Eso esencial hace poco tiempo fue reafirmado por el Concilio y por documentos consagrados a su auténtica interpretación en esta materia. Conocéis bien eso esencial, que es:

1) La vida religiosa es una "schola dominici servitii", según la hermosa fórmula de San Benito (Regula, pr. 45), un aplicado, amoroso, perseverante aprendizaje de quien sólo pretende una cosa en la vida: servir al Señor. En la perspectiva de este servicio se alinean todas las demás dimensiones de la vida religiosa tales como las subraya el Concilio Vaticano II.

2) La vida religiosa, enseña el Concilio, no se coloca en la Iglesia en el plano de las estructuras institucionales (no es un grado jerárquico ni se añade como un tercer elemento entre Pastores y laicos), sino en la línea de los carismas y, más exactamente, en el dinamismo de esa santidad que es la vocación primordial de la Iglesia. La razón primera por la que un cristiano se hace religioso no es para adquirir un puesto en la Iglesia, una responsabilidad o una tarea, sino para santificarse. Esta es su tarea y su responsabilidad, "el resto le será dado por añadidura". Este es su servicio a la Iglesia: ella necesita esta escuela de santidad para realizar concretamente su propia vocación de santidad.

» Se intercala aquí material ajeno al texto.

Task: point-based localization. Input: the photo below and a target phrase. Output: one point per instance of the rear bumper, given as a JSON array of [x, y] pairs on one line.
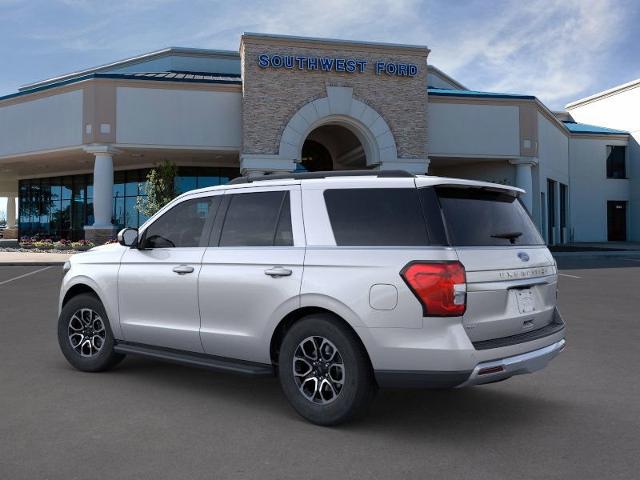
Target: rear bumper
[[501, 369], [484, 372]]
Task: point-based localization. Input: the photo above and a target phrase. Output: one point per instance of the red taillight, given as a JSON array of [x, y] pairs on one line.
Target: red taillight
[[440, 286]]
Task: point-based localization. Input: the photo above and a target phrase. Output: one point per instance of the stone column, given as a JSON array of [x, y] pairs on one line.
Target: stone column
[[11, 232], [524, 179], [11, 212], [102, 228]]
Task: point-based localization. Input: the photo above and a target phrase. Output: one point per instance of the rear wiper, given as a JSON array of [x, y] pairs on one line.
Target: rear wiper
[[511, 236]]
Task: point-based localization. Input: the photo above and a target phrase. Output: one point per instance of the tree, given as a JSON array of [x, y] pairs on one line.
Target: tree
[[160, 188]]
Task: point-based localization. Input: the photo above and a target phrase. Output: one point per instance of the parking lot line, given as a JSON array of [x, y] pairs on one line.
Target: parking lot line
[[25, 275]]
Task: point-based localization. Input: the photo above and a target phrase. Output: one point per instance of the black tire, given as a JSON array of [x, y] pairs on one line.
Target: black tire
[[105, 358], [359, 387]]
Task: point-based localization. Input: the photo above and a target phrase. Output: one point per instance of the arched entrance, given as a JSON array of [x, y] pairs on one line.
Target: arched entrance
[[332, 147], [338, 131]]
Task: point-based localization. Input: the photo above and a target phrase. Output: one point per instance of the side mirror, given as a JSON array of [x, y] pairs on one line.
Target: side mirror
[[128, 237]]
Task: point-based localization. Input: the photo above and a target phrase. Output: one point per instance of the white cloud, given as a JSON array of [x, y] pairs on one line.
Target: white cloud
[[553, 49]]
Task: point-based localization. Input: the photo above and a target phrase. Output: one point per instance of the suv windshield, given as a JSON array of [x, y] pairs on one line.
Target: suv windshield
[[482, 217]]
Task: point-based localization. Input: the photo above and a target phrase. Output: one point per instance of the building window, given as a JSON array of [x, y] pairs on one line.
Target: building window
[[564, 206], [60, 207], [616, 161]]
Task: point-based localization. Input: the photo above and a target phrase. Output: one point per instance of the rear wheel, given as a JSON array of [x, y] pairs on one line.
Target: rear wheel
[[84, 335], [324, 371]]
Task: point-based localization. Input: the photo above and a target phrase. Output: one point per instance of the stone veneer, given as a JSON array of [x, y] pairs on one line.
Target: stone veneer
[[272, 96]]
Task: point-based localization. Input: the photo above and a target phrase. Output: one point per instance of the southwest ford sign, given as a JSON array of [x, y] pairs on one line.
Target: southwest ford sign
[[334, 64]]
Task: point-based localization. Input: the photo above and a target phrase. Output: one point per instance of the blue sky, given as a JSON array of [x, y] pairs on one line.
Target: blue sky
[[558, 50]]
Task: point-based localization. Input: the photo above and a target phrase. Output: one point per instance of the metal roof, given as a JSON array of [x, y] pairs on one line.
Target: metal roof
[[187, 77], [445, 92], [176, 75], [575, 127], [132, 61]]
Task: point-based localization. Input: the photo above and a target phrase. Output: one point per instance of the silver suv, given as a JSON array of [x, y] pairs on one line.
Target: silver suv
[[336, 282]]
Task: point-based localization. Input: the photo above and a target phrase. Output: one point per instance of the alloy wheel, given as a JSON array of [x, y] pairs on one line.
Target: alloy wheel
[[86, 332], [318, 370]]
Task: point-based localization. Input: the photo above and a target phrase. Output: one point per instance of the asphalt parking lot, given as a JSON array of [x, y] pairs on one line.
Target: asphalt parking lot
[[579, 418]]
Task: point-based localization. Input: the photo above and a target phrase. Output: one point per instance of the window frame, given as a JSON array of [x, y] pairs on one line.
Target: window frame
[[206, 228], [295, 211], [608, 150]]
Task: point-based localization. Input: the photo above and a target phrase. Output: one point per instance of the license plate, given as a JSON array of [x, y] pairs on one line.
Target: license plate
[[526, 302]]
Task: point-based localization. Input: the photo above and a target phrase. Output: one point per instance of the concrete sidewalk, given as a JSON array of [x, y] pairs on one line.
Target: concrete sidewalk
[[33, 258]]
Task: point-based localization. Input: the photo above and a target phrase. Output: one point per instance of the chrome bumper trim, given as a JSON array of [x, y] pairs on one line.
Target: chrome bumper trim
[[517, 365]]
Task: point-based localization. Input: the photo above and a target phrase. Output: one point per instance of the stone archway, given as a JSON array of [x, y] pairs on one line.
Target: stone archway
[[339, 108]]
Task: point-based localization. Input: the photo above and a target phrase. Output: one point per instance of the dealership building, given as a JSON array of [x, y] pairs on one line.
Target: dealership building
[[75, 150]]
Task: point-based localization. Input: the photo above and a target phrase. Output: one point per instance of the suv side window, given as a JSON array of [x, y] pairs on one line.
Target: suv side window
[[258, 219], [376, 217], [181, 226]]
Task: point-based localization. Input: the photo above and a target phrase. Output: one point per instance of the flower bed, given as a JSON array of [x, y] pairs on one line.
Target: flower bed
[[47, 245]]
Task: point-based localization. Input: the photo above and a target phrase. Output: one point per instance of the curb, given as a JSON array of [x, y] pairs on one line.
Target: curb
[[31, 264], [616, 253]]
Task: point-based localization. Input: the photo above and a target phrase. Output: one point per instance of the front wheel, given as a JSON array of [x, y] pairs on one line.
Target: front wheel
[[324, 371], [84, 335]]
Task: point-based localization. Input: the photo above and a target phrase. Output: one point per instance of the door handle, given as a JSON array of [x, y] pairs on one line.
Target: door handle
[[278, 272], [183, 269]]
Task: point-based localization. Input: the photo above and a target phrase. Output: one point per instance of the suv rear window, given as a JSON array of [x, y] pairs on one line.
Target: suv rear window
[[481, 217], [376, 217], [258, 219]]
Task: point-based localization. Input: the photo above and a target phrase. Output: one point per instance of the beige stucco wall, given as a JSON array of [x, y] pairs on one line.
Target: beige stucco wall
[[272, 96]]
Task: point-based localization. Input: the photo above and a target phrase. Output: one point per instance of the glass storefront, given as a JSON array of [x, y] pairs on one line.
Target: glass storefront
[[60, 207]]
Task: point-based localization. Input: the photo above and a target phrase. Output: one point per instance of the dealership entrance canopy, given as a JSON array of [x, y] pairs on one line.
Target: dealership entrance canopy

3) Si el testimonio que se espera del laico es el de la secularidad, de la acción en las realidades temporales, el testimonio connatural a la vida religiosa en general y a cada religioso en particular es el de las bienaventuranzas vividas diariamente; el del Absoluto de Dios ante el cual todo lo demás, hasta las tareas temporales más importantes, se hace visceralmente relativo; es por tanto el testimonio de lo invisible y, finalmente el de la Parusía, que ya en esta vida debe ser vivida en la esperanza.

4) Para todo esto se revela importante en la vida religiosa la consagración total que cada religioso hace de sí mismo a Dios mediante los votos que ponen en práctica en su vida los consejos evangélicos. Esta consagración total significaría para él la liberación más profunda y genuina, más plena, que le llevará, a una mayor comunión con Dios y con sus hermanos, a una mayor participación en la vida divina y en la comunidad de los hombres, empezando por la comunidad de los que, con él, buscan el rostro de Dios. Esta consagración total trae consigo, como consecuencia, una disponibilidad total. La Iglesia siempre ha comprobado, en el curso de su historia, que podía contar con los religiosos para las misiones más delicadas.

5) De todo lo anterior se deduce que un religioso no podría no ser un hombre de oración, un gran orante. Esto vale para los contemplativos, pero también para cualquier religioso.

A la luz de eso esencial, y aplicando concretamente algunos de sus aspectos, quiero deciros, amados hermanos e hijos, unas pocas palabras de aliento y de estímulo para vosotros.

En primer lugar, recuerdo que la Iglesia en varios Documentos recientes, ha hablado de la renovación de la vida religiosa. Creo superfluo subrayar que, para ser saludable y corresponder al pensamiento de la Iglesia y, por tanto, al designio de Dios, esta renovación no puede absolutizarse, haciéndose finalidad de sí misma y prescindiendo de los criterios válidos. Dos criterios, entre otros, aparecen como los más importantes: el primero es que la vida religiosa (y concretamente cada comunidad religiosa) no se renueva de verdad si la finalidad de la renovación es, en la práctica, la búsqueda de lo más fácil y lo más cómodo; sino sólo si esta finalidad es la búsqueda de lo más auténtico y lo más coherente con las finalidades de la misma vida religiosa. El segundo criterio es que la vida religiosa se renueve para convertirse aún más en camino de santidad. Aquí se aplica de manera particularmente palpable la sentencia del Señor, de que "por los frutos se conoce el árbol". En lo que depende de nosotros, tendremos que hacer todo lo posible para que no se pueda decir que la renovación de la vida religiosa ha conducido a su relajación y, finalmente, a su disolución.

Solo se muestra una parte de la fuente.